City hall, built in 1902-03 as the courthouse, has a restored courtroom on the upper floor and jail cells in the basement. Tours are available through the museum.

Other outstanding edifices include the brick West Kootenay Power substation (which is actually in the adjacent townsite of Anaconda) and Sacred Heart Catholic church, built in 1899. Self-guided walking tours are available.

• The remains of the city’s smelter, which closed in 1918 after a plunge in copper prices, are now a unique park. Alas, it’s no longer possible to go inside the 36-meter tall brick smokestack, but you can still poke around the building ruins and slag pile with its black cones known as Hell’s Bells.

• On the outskirts of town, you’ll find the Tunnel of Flags, a century-old highway tunnel since decommissioned and painted with over 200 of the world’s flags by former mayor Arno Hennig.

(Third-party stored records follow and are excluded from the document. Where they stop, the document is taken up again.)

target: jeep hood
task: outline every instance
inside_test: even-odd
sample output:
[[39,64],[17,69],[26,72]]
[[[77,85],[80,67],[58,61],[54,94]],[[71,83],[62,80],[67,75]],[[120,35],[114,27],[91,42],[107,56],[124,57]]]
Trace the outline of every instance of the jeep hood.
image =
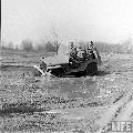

• There are still many signs, literally, of Snow Falling on Cedars, which in 1998 transformed Greenwood into the fictional fishing town of Amity Harbor, Wash. It was an appropriate shooting location, for the film dealt with the interment of Japanese Americans and Greenwood was home to 1,200 Japanese Canadians during World War II, some of whom were extras in the movie.

Greenwood welcomed its new citizens, who provided a much-needed shot in the arm for the depressed community, although they endured cramped conditions and many hardships. You’ll find much more about this era in the local museum.

Today, with a population of about 700, Greenwood accurately calls itself Canada’s smallest city — and it could add several thousand residents without risking that title. I’m tempted to join the rush.

HOW TO GET THERE: Highway 3 cuts through the centre of town. Just follow it north from Grand Forks. Start your tour at the Greenwood Museum and Visitor Centre, open 9 a.m. to 5 p.m. daily until August 31.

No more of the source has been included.